Basically these are 2 coroutine contexts each responsible for the lifecycle of its element.
PS:
It sounds like ViewModelScope takes care of lifecycle automatically
and you can do network request in the block.
First of all, network requests cannot be done from the Main thread, you usually do them from IO scope, you can read more here. The second thing is that you should take a look at the lifecycle of the ViewModel compared to Activity if you want to understand why LiveDataScope is usually combined with ViewModelScope, you can read about that here.
The short answer to your question is that you cannot be sure that the view is created from the ViewModelScope so if you want to push some updates to UI you should push them as long as someone is subscribed to LiveData, this is where the LiveDataScope comes into play.

Is it OK to launch coroutines from Globalscope on Android in certain situations (singletons)?

When launching coroutines from Activities, Fragments or Android Architecture Components ViewModels, it makes total sense to use a coroutine scope that is bound to the lifecycle of that view component in order to avoid leaks and free resources by e.g. canceling the network request when the user leaves the screen.
But there are other situations, where you don't want to cancel a coroutine even when the user leaves the screen like when you are performing a network request for analytics or writing into a database. Is it OK to launch coroutines with GlobalScope in such situations? The objects where these coroutines are launched are mostly Singletons, so they live for the lifetime of the application anyway, so there is no danger of leaks, right?
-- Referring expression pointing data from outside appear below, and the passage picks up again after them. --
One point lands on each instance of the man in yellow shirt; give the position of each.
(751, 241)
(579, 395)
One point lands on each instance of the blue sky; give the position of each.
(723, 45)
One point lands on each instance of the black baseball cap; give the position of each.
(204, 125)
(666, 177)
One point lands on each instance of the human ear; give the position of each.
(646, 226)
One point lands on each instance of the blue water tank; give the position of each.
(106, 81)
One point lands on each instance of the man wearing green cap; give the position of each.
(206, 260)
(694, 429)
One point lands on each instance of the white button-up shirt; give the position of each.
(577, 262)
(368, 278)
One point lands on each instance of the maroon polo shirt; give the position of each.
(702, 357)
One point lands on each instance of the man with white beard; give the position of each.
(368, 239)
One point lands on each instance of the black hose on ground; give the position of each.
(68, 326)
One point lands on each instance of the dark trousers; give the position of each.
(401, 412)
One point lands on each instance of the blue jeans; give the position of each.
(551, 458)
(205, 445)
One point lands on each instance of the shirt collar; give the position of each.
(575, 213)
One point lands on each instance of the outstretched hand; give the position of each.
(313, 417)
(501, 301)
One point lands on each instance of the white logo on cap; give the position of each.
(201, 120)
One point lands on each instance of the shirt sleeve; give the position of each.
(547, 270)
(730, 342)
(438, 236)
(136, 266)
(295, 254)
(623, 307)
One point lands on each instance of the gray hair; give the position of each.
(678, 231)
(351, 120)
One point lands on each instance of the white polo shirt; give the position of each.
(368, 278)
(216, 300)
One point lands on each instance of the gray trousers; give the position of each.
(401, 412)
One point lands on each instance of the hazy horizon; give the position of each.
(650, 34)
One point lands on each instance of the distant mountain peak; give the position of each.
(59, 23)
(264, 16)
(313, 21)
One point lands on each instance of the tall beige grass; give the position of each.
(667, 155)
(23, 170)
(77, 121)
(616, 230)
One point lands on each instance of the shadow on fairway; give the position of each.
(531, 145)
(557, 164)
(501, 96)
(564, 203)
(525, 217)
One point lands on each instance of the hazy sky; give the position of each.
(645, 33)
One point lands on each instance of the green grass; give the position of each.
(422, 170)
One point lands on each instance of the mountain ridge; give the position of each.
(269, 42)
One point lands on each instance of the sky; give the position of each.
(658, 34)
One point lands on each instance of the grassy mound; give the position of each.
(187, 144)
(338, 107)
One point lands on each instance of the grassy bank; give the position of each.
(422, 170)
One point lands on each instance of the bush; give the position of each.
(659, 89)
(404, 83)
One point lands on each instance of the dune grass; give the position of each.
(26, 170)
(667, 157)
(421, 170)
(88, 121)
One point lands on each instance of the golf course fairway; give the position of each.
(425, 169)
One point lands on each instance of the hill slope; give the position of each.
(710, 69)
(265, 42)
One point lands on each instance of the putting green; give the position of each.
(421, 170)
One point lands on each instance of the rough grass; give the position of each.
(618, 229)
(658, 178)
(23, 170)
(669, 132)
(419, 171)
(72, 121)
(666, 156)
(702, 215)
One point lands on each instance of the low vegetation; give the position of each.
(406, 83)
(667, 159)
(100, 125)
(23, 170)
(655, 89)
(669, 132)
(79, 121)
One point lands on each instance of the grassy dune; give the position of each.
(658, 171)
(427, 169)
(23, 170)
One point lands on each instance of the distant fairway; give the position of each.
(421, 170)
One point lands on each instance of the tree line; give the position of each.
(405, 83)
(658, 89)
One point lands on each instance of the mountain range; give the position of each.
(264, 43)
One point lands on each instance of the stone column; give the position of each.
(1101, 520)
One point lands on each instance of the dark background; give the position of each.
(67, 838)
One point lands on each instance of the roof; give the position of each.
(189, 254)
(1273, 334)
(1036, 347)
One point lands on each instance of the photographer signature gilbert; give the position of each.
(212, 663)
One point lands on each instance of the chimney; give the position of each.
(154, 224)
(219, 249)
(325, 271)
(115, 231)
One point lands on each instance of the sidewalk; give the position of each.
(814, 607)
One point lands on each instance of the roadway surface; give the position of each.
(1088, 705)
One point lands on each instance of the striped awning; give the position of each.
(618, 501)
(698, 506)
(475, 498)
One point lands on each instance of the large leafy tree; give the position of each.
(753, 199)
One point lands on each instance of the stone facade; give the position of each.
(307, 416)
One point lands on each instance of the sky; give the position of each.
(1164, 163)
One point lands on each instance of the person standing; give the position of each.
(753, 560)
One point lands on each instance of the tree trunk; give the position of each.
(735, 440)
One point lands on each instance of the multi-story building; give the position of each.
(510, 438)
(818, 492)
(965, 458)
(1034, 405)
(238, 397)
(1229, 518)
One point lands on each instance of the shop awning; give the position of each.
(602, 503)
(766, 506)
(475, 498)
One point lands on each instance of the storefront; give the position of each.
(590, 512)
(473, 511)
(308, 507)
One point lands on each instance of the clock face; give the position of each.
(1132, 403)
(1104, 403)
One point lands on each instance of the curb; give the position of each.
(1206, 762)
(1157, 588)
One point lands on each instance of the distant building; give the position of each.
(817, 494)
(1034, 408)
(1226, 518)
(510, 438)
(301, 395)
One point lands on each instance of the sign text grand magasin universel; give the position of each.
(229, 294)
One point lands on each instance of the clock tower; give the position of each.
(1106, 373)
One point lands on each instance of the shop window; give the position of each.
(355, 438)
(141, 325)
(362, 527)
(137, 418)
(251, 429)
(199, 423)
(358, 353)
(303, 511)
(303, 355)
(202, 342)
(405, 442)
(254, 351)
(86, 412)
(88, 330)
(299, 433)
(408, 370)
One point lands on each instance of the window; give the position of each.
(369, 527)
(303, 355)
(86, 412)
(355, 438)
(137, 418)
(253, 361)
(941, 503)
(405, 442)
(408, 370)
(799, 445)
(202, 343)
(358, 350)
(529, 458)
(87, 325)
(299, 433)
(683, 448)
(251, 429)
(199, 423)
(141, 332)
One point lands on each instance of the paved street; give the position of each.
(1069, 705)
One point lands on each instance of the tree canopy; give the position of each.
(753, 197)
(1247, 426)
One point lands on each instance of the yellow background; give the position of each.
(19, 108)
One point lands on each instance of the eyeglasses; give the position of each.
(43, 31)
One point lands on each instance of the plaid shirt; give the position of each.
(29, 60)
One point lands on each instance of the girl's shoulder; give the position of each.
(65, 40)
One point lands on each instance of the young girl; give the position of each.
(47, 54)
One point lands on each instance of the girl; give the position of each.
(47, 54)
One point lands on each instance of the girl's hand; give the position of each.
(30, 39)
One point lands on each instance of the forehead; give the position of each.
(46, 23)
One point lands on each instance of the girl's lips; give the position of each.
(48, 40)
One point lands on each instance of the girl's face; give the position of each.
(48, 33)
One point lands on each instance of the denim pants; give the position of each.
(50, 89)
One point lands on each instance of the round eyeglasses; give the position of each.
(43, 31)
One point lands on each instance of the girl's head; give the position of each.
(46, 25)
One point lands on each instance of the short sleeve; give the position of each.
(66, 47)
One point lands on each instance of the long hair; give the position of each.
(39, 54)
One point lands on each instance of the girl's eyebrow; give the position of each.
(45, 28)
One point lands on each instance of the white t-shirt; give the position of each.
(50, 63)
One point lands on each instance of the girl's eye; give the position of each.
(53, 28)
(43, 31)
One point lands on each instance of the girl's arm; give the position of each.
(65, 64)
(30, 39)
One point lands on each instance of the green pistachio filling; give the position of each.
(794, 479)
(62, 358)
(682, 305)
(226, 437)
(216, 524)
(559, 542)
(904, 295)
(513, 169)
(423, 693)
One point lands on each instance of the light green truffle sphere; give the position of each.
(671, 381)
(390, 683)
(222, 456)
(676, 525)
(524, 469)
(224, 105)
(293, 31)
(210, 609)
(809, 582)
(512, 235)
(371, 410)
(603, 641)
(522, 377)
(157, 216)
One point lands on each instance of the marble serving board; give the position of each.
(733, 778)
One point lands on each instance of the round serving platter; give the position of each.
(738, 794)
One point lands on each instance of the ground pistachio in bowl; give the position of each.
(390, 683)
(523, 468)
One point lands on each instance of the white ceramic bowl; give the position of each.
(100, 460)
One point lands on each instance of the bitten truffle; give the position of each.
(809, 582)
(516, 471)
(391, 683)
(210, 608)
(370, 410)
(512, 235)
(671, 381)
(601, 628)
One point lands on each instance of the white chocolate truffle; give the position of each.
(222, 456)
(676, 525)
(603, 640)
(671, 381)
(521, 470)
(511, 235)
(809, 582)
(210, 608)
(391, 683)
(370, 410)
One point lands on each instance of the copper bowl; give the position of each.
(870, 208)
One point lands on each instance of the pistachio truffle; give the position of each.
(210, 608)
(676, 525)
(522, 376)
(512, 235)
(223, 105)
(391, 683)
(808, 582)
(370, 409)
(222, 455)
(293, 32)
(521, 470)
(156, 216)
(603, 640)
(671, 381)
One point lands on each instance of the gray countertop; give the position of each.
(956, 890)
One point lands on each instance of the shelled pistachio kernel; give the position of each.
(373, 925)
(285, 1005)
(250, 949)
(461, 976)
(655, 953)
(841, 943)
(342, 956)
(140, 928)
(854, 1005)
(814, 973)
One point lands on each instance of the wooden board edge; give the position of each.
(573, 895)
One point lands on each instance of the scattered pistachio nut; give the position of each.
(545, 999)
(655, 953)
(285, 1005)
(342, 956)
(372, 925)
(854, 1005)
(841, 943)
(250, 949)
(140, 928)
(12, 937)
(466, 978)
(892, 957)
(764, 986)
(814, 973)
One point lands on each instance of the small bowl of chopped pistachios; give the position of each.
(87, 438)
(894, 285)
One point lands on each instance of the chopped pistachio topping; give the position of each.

The Kotlin docs are pretty clear on GlobalScope:
Application code usually should use an application-defined CoroutineScope. Using async or launch on the instance of GlobalScope is highly discouraged.
Is it OK to use GlobalScope in these situations? If not, how should my application-defined CoroutineScope look like?
If you have an asynchronous worker whose lifecycles is truly global (they only die/end when your process dies), using GlobalScope or a similar life-long scope, is fine.
Say, you have an Activity that makes a request, but the actual network-request needs to continue even if the Activity goes away, because you'd like to cache it when the network finally returns a response.
You'll add a CoroutineScope to your Activity/Fragment, or better to your ViewModel and have your code that finally puts stuff on the screen run in that scope. When the Activity/Fragment/ViewModel dies, the scope is canceled and nothing will be attempted to show something on a screen that no longer exists.
However, your Fragment/Activity/ViewModel may talk to a data-source/repository that has a lifecycle that only ends when the process dies. You can switch to a GlobalScope in there so that your network-responses get cached, even when no Activity/Fragment/ViewModel is alive to show the result on the screen.
class MyViewModel(context: CoroutineContext, repo: MyRepository) : ViewModel() {
private val scope = CoroutineScope(context + SuperviserJob())
override fun onCleared() { scope.cancel() }
fun getDataFromNetwork() {
scope.launch {
myLiveData.value = repo.getDataFromNetwork()
}
}
}
// Singleton class
class MyRepositoryImpl(context: CoroutineContext) : MyRepository {
private val scope = CoroutineScope(context + SupervisorJob())
override suspend fun getDataFromNetwork() : String {
return scope.async { // switch scopes
val data = ... fetch data ...
saveInCache(data)
}.await()
}
}
When your ViewModel ends (onCleared is called), the MyRepositoryImpl's getDataFromNetwork still keeps running and will call saveInCache if all goes right. However, the value returned won't be assigned to myLiveData.value because the coroutine of your ViewModel's scope was cancelled.
Given that you're already trying to attach it to application's lifecycle, I'd suggest either passing the scope to your singleton or implementing a coroutinescope by it. Unfortunately, running coroutines on GlobalScope still might end in leaks.